Makes perfect sense, doesn't it? However, there is an error in this thinking. And I'll give you a second to see if you can deduce what it is. (And, for those of you who already know the answer, don't shout it out; we'd like everyone to have a chance. And, in case you're wondering, I didn't catch on, either.)
Mathematician Abraham Wald was a part of the team and he pointed out that there might be a better way to look at the data. He conjectured that the reason certain areas of the planes weren't covered in bullet holes was that any planes shot in those areas never made it back. This becomes more obvious when you learn that those areas were the engines, the fuselage, and the fuel system. Additional armor wasn't necessary for non-fatal areas; it was necessary for areas that would result in failure. Therefore, the protection didn't need to be placed where the bullet holes were, it needed to be placed where the bullet holes weren't.
Pretty obvious in hindsight. And a pretty nifty story to boot. But this example does much more than entertain, it reveals that data is not, in and of itself, the answer. Data is important, data is crucial, and data is fundamental to any analysis. But data is just the facts that are available. Instead, the important thing is the story the data tells. And that means digging beyond "what" and moving to "why."
About a week ago, I gave a presentation on social media and fraud. I included a slide that included a bullet point so fundamental that it seemed almost silly to include. However, I've learned we must constantly remind ourselves — in fraud investigation, in internal audit, and in life — of some of the most fundamental things. Therefore, I included this simple question: "What do you want to know?"

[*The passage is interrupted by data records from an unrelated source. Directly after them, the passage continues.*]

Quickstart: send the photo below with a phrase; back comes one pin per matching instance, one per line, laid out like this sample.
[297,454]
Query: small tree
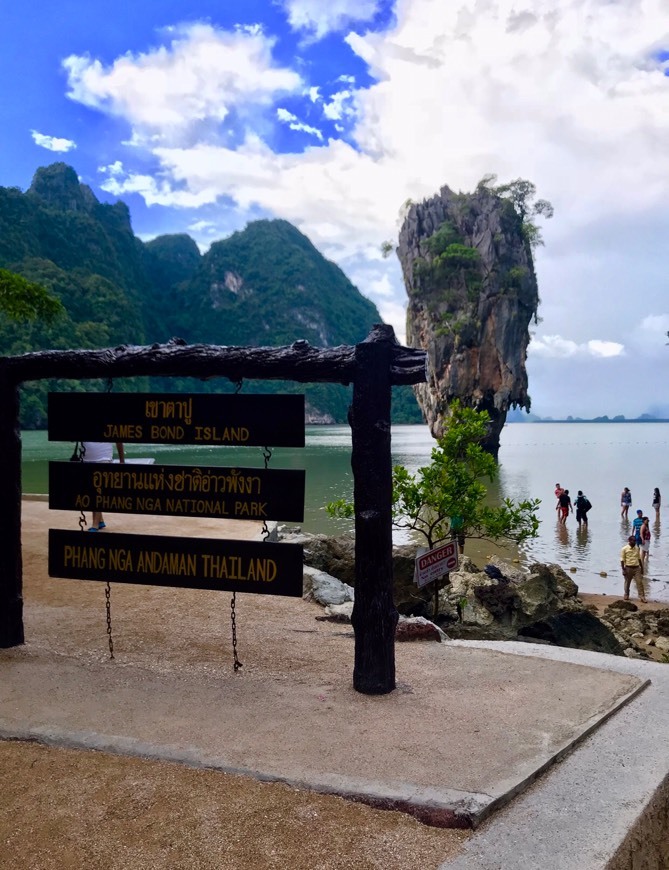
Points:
[22,300]
[521,193]
[447,498]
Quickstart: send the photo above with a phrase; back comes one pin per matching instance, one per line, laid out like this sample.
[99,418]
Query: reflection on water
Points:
[591,457]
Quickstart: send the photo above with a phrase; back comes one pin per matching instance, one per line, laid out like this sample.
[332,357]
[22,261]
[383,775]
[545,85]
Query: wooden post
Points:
[11,599]
[374,613]
[373,366]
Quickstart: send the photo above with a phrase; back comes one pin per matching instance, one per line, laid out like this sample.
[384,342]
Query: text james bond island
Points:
[250,420]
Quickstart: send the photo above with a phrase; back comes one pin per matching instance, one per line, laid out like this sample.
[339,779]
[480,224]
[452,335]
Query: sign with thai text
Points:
[189,563]
[436,563]
[196,418]
[176,490]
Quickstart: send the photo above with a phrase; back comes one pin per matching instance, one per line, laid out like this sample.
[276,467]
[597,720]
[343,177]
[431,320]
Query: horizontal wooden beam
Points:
[296,362]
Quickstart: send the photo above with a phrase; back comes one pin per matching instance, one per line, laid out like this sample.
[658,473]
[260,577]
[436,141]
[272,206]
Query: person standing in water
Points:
[657,501]
[644,546]
[582,507]
[564,506]
[630,562]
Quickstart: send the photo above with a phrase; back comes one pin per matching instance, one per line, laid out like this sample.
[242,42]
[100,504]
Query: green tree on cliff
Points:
[521,193]
[448,497]
[22,300]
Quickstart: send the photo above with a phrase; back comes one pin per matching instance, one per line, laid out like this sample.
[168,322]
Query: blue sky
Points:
[204,115]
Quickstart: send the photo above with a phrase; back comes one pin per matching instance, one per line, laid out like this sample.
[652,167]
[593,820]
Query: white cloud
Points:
[319,18]
[187,88]
[52,143]
[115,168]
[568,94]
[202,226]
[557,347]
[287,117]
[605,349]
[339,105]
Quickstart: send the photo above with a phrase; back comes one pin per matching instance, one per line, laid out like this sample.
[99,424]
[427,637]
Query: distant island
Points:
[519,416]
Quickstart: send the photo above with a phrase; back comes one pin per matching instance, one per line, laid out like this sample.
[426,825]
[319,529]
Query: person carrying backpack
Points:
[582,507]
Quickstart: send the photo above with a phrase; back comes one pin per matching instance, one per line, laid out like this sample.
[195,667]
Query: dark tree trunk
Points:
[11,569]
[373,366]
[374,613]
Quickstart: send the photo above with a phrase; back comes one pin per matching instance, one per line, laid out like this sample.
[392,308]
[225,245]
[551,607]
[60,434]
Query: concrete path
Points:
[469,727]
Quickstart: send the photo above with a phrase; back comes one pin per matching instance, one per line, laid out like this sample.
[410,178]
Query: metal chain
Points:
[233,601]
[110,639]
[108,606]
[233,619]
[80,458]
[267,455]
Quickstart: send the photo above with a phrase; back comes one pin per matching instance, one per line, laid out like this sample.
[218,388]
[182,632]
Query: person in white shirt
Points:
[98,451]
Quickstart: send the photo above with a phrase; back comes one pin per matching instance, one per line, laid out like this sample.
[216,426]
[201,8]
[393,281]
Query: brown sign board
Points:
[178,490]
[186,563]
[253,420]
[436,563]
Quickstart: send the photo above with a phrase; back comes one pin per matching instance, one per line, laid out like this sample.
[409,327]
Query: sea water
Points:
[599,458]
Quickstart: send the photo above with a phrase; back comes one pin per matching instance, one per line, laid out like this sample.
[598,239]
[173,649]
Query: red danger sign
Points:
[435,563]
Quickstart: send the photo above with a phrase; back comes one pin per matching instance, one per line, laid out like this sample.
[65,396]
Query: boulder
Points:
[575,631]
[338,612]
[417,628]
[324,588]
[622,605]
[565,586]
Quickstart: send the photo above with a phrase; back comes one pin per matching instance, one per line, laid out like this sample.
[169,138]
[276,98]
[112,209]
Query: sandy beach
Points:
[66,808]
[70,808]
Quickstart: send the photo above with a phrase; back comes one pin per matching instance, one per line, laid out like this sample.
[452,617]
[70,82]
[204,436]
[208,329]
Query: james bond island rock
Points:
[469,275]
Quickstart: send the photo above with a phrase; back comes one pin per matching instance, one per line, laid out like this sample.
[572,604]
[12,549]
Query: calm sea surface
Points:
[600,459]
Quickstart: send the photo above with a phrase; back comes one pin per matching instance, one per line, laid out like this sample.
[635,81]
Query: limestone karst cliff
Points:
[469,275]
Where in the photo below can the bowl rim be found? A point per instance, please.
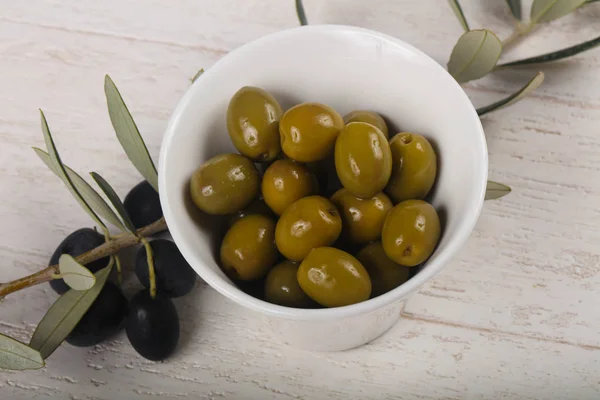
(401, 292)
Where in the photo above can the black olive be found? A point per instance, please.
(77, 243)
(174, 276)
(102, 320)
(143, 205)
(152, 325)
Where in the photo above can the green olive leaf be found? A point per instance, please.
(555, 55)
(495, 190)
(64, 315)
(91, 197)
(115, 200)
(60, 171)
(533, 84)
(128, 133)
(548, 10)
(200, 72)
(17, 356)
(515, 8)
(474, 55)
(74, 274)
(300, 12)
(459, 14)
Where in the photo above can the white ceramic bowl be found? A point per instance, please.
(347, 68)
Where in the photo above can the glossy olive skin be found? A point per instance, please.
(102, 320)
(77, 243)
(363, 159)
(224, 184)
(285, 182)
(143, 205)
(362, 219)
(282, 287)
(334, 278)
(248, 249)
(257, 206)
(369, 117)
(411, 232)
(414, 167)
(385, 274)
(152, 325)
(308, 131)
(253, 123)
(174, 276)
(310, 222)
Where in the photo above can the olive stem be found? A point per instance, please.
(119, 269)
(110, 248)
(151, 274)
(520, 31)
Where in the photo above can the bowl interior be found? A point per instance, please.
(346, 68)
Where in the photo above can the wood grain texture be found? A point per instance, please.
(514, 316)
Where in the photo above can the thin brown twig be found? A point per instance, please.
(109, 248)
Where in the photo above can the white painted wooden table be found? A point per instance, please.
(516, 315)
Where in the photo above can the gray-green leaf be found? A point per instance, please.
(548, 10)
(300, 12)
(115, 200)
(17, 356)
(474, 55)
(60, 171)
(200, 72)
(128, 133)
(515, 8)
(496, 190)
(555, 55)
(524, 91)
(74, 274)
(65, 314)
(91, 197)
(459, 14)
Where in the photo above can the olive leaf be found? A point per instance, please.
(459, 14)
(548, 10)
(533, 84)
(515, 8)
(495, 190)
(17, 356)
(60, 171)
(200, 72)
(115, 200)
(128, 133)
(555, 55)
(474, 55)
(91, 197)
(64, 315)
(300, 12)
(74, 274)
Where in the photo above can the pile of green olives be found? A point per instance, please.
(338, 214)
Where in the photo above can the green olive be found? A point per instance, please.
(308, 223)
(281, 286)
(285, 182)
(414, 167)
(369, 117)
(333, 278)
(363, 160)
(253, 123)
(411, 232)
(224, 184)
(308, 131)
(257, 206)
(248, 249)
(384, 273)
(362, 219)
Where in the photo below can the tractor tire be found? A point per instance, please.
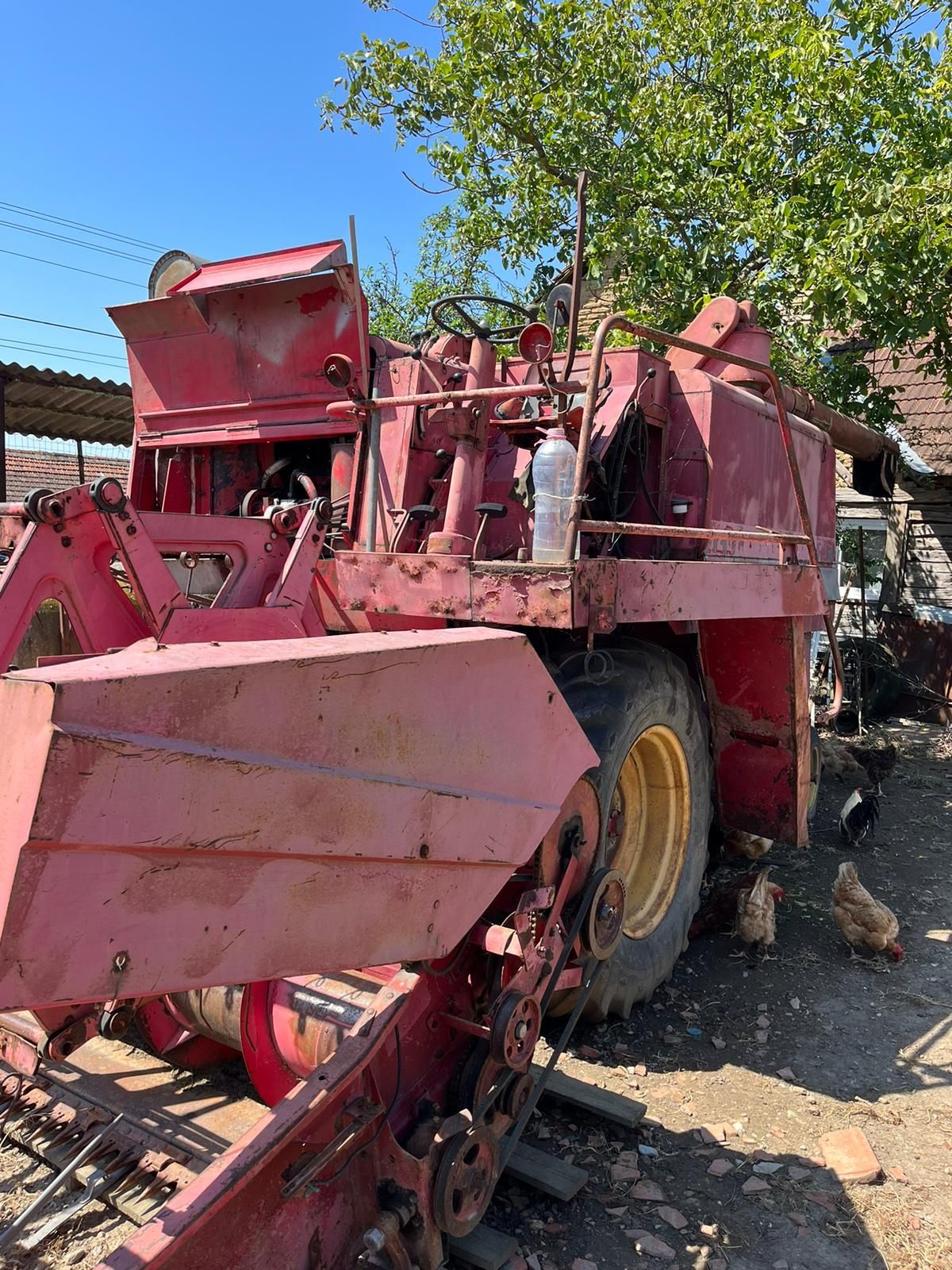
(643, 715)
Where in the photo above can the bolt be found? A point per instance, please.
(374, 1240)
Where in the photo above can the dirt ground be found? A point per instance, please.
(869, 1045)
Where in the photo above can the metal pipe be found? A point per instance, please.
(847, 435)
(25, 1026)
(459, 397)
(372, 483)
(3, 440)
(865, 664)
(625, 529)
(663, 337)
(573, 336)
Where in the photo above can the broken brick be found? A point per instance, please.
(651, 1246)
(823, 1199)
(754, 1185)
(850, 1155)
(647, 1191)
(673, 1217)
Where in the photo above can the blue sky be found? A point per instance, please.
(182, 125)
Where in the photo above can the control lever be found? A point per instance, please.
(486, 512)
(423, 512)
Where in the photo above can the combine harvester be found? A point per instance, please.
(374, 755)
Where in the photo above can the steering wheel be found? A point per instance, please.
(470, 327)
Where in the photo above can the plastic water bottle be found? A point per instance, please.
(554, 478)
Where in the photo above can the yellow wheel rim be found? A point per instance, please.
(649, 826)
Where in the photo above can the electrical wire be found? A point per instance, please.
(59, 348)
(75, 268)
(378, 1132)
(94, 361)
(63, 325)
(89, 247)
(80, 225)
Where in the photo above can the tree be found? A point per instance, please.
(793, 152)
(400, 302)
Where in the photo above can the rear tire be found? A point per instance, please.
(645, 721)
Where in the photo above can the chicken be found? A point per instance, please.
(879, 761)
(839, 761)
(755, 914)
(858, 817)
(747, 845)
(720, 906)
(863, 920)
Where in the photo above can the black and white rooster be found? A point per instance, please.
(857, 821)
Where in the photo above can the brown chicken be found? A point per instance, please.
(755, 916)
(720, 906)
(879, 761)
(839, 762)
(865, 921)
(748, 846)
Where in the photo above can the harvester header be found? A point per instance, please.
(404, 686)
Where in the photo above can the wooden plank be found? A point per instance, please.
(896, 535)
(546, 1174)
(486, 1249)
(616, 1108)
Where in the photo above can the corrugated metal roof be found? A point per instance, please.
(71, 406)
(927, 412)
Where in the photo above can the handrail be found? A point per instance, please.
(626, 529)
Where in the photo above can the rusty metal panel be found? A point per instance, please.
(755, 676)
(181, 817)
(522, 595)
(267, 267)
(414, 584)
(653, 591)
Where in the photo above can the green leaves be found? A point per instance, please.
(793, 152)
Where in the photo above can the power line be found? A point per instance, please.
(74, 267)
(95, 361)
(63, 325)
(59, 348)
(79, 225)
(89, 247)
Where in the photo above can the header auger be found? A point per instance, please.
(344, 780)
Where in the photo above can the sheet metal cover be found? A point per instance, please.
(198, 814)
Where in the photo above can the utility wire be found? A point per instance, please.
(89, 247)
(63, 325)
(74, 267)
(59, 348)
(74, 357)
(80, 225)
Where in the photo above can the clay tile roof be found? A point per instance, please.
(37, 469)
(927, 413)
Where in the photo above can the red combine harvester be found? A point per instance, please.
(359, 779)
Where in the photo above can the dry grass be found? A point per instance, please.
(907, 1235)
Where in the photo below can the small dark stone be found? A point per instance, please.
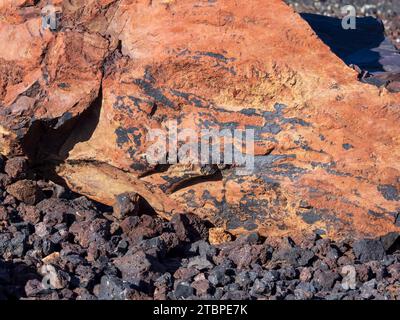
(183, 291)
(26, 191)
(189, 227)
(34, 288)
(112, 288)
(367, 250)
(325, 279)
(126, 204)
(16, 168)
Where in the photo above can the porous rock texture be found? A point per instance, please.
(81, 100)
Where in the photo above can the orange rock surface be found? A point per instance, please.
(85, 97)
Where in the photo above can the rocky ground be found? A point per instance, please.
(57, 245)
(386, 10)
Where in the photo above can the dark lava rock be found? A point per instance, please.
(113, 288)
(368, 249)
(325, 280)
(26, 191)
(183, 291)
(16, 168)
(189, 227)
(133, 265)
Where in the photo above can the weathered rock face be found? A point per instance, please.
(87, 95)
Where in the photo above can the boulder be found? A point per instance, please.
(81, 101)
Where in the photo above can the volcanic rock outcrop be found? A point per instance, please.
(82, 100)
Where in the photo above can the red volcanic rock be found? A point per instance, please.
(87, 96)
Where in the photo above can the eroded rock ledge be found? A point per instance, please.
(82, 100)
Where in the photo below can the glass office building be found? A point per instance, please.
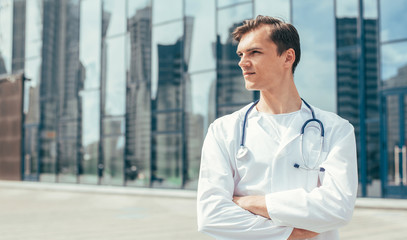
(122, 92)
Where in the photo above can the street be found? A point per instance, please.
(76, 213)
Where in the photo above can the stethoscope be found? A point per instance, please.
(243, 151)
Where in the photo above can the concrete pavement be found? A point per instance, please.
(38, 211)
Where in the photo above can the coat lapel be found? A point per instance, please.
(294, 129)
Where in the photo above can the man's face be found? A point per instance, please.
(262, 67)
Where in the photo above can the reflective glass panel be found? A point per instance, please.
(113, 155)
(19, 13)
(32, 90)
(90, 54)
(315, 74)
(231, 92)
(169, 121)
(67, 160)
(134, 6)
(33, 29)
(113, 126)
(90, 42)
(274, 8)
(347, 8)
(224, 3)
(114, 13)
(167, 10)
(115, 103)
(370, 9)
(393, 137)
(90, 136)
(6, 35)
(200, 35)
(138, 107)
(373, 159)
(393, 20)
(166, 69)
(200, 113)
(394, 65)
(167, 165)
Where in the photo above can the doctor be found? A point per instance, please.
(262, 186)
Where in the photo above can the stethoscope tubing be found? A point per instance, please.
(313, 119)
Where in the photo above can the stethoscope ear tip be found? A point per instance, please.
(242, 152)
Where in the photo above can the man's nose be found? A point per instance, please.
(244, 62)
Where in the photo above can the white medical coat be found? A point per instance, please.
(295, 198)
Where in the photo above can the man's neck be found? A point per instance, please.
(281, 101)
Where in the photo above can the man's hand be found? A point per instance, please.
(298, 234)
(253, 204)
(257, 205)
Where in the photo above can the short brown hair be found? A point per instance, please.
(283, 34)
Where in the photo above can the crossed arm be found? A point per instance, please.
(257, 205)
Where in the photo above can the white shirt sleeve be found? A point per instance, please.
(218, 215)
(329, 206)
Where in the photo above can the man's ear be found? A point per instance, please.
(290, 56)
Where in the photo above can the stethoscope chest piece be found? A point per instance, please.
(242, 153)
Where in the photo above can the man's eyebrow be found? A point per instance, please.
(249, 50)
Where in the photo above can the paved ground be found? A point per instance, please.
(32, 213)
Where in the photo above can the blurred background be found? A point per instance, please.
(121, 93)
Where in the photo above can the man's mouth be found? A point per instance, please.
(248, 73)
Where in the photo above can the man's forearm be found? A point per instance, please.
(253, 204)
(257, 205)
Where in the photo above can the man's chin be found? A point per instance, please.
(250, 86)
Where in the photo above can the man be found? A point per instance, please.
(270, 187)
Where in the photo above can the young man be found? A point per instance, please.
(259, 178)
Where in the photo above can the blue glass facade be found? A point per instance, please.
(122, 92)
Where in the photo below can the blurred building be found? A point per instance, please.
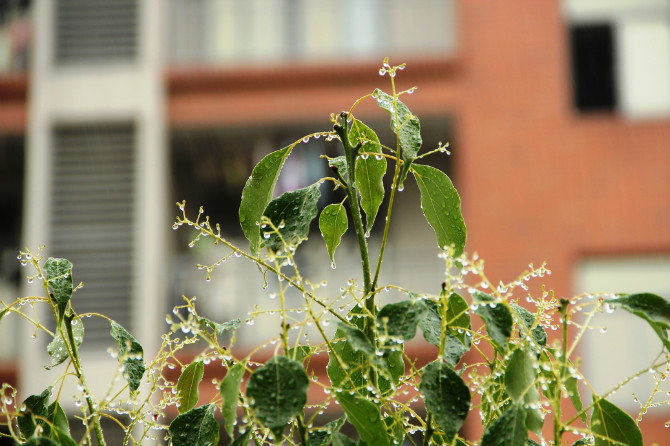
(558, 114)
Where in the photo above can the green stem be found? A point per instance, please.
(82, 380)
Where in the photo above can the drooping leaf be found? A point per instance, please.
(333, 223)
(296, 209)
(195, 427)
(537, 332)
(187, 386)
(230, 392)
(652, 308)
(446, 396)
(520, 374)
(612, 426)
(497, 318)
(57, 349)
(32, 412)
(257, 193)
(508, 429)
(278, 392)
(405, 125)
(131, 356)
(399, 320)
(441, 206)
(59, 276)
(220, 328)
(366, 418)
(370, 170)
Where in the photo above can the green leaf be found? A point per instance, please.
(650, 307)
(498, 320)
(333, 223)
(369, 170)
(278, 392)
(59, 276)
(520, 374)
(220, 328)
(446, 396)
(366, 418)
(195, 427)
(612, 426)
(296, 209)
(508, 429)
(399, 320)
(187, 386)
(32, 412)
(537, 332)
(407, 128)
(230, 392)
(257, 193)
(130, 356)
(441, 206)
(57, 348)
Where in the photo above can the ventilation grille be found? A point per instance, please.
(91, 220)
(94, 31)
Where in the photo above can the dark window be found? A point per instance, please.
(593, 67)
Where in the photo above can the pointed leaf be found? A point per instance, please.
(366, 418)
(650, 307)
(296, 209)
(508, 429)
(257, 193)
(57, 349)
(230, 392)
(370, 170)
(130, 356)
(405, 125)
(220, 328)
(32, 412)
(195, 427)
(446, 396)
(278, 392)
(520, 374)
(612, 426)
(59, 276)
(333, 223)
(187, 386)
(400, 319)
(442, 207)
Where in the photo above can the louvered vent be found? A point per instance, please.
(91, 220)
(93, 31)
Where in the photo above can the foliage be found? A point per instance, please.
(514, 384)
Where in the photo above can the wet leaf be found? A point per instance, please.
(652, 308)
(333, 223)
(131, 356)
(220, 328)
(369, 170)
(32, 413)
(230, 392)
(399, 320)
(612, 426)
(59, 276)
(508, 429)
(57, 349)
(278, 392)
(257, 193)
(195, 427)
(187, 386)
(405, 125)
(441, 206)
(366, 418)
(296, 209)
(446, 396)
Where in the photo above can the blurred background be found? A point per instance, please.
(557, 112)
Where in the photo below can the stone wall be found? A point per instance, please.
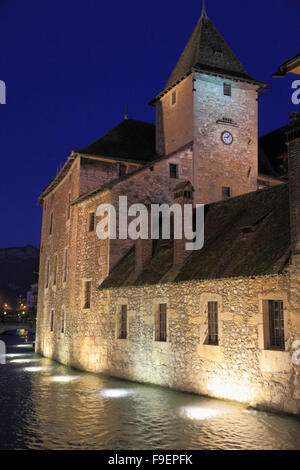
(217, 164)
(239, 368)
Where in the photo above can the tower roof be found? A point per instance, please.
(207, 50)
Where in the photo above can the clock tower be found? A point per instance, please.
(209, 104)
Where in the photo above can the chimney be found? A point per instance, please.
(183, 194)
(293, 144)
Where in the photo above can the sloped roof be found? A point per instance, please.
(207, 49)
(247, 235)
(129, 140)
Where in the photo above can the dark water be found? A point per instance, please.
(44, 405)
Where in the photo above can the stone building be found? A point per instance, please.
(221, 321)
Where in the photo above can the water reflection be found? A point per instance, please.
(48, 406)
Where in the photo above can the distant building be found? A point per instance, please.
(221, 321)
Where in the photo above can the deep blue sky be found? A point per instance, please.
(70, 67)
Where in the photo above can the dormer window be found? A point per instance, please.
(122, 170)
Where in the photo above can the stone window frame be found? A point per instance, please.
(155, 311)
(263, 327)
(51, 224)
(47, 273)
(222, 183)
(227, 87)
(204, 299)
(176, 162)
(121, 301)
(65, 265)
(172, 101)
(83, 294)
(63, 321)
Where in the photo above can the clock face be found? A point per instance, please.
(227, 138)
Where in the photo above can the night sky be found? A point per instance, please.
(71, 66)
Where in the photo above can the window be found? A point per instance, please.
(173, 98)
(122, 170)
(55, 270)
(161, 323)
(227, 89)
(212, 337)
(69, 207)
(87, 294)
(52, 321)
(65, 266)
(47, 273)
(226, 192)
(92, 222)
(51, 224)
(123, 322)
(63, 322)
(173, 170)
(276, 325)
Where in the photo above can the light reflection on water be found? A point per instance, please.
(59, 408)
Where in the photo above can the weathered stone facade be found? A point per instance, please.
(81, 319)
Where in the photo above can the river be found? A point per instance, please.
(45, 405)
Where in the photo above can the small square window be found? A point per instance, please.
(227, 89)
(122, 170)
(173, 98)
(226, 192)
(87, 294)
(123, 323)
(161, 323)
(52, 321)
(173, 171)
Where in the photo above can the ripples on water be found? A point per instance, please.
(44, 405)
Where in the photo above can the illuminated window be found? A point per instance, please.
(173, 170)
(52, 321)
(122, 170)
(212, 336)
(63, 322)
(65, 265)
(227, 89)
(123, 323)
(87, 294)
(274, 325)
(51, 224)
(55, 271)
(92, 222)
(161, 323)
(226, 192)
(173, 98)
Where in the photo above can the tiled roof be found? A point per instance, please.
(130, 140)
(208, 50)
(248, 235)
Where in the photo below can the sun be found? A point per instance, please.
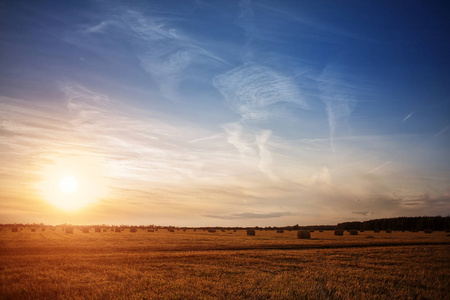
(73, 184)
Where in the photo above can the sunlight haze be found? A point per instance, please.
(223, 113)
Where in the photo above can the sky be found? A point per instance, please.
(223, 113)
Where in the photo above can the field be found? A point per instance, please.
(202, 265)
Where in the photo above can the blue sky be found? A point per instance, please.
(225, 112)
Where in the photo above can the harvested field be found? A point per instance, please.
(52, 264)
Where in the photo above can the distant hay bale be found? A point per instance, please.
(251, 232)
(339, 232)
(304, 234)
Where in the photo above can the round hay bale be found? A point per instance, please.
(304, 234)
(251, 232)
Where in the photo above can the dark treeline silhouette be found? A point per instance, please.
(403, 223)
(437, 223)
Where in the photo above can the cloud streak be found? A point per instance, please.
(254, 91)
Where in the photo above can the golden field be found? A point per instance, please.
(202, 265)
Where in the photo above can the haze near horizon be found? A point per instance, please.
(223, 113)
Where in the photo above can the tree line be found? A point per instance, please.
(437, 223)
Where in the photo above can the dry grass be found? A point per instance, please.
(193, 265)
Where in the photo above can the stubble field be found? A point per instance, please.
(202, 265)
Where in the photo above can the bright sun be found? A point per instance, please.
(72, 185)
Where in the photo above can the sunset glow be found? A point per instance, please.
(231, 113)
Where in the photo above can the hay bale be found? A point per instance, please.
(304, 234)
(251, 232)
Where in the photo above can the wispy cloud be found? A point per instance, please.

Simple, but one of the trickiest questions to answer correctly. We go in, data-analysis guns a-blazing, confident in our assurance that we know exactly what we want. But, if we continue without thinking — without asking, again and again, what is we want to know — the result will be answers that are half-formed, hastily satisfying, and, more times than not, wrong.
The team analyzing the patterns of bullet holes thought they wanted to know the answer to the question "Where are the bullets hitting?" If they continued without questioning that approach, the results would have been disastrous. However, they continued (at least part of the team continued) to ask questions until they realized the wrong question was being asked. Instead of "Where are the bullets hitting?", they really wanted to know the more fundamental "How are planes shot down?" The location of the bullet holes did not answer that question, it only answered the question "Where have these particular planes been hit?" The simple act of understanding the real question being asked — the simple act of moving perceptions — changed the interpretation of the data. And a more persuasive and important story came from that data.
Internal audit's increased use of data analytics, as well as the implementation of bots, robotic process automation, and artificial intelligence, means we are getting more data. Useful tools, every one of them. But every one is actually useless if we do not know what we want to know. Without an idea of the question we are asking, all we are doing is drowning in data toward no real purpose.
We need to ask the right questions — to know whether we care about where the bullet holes are or if we care about where they are not. We need the ability to understand the story that data is telling. And we need the ability to turn that data into answers to the questions we should be asking.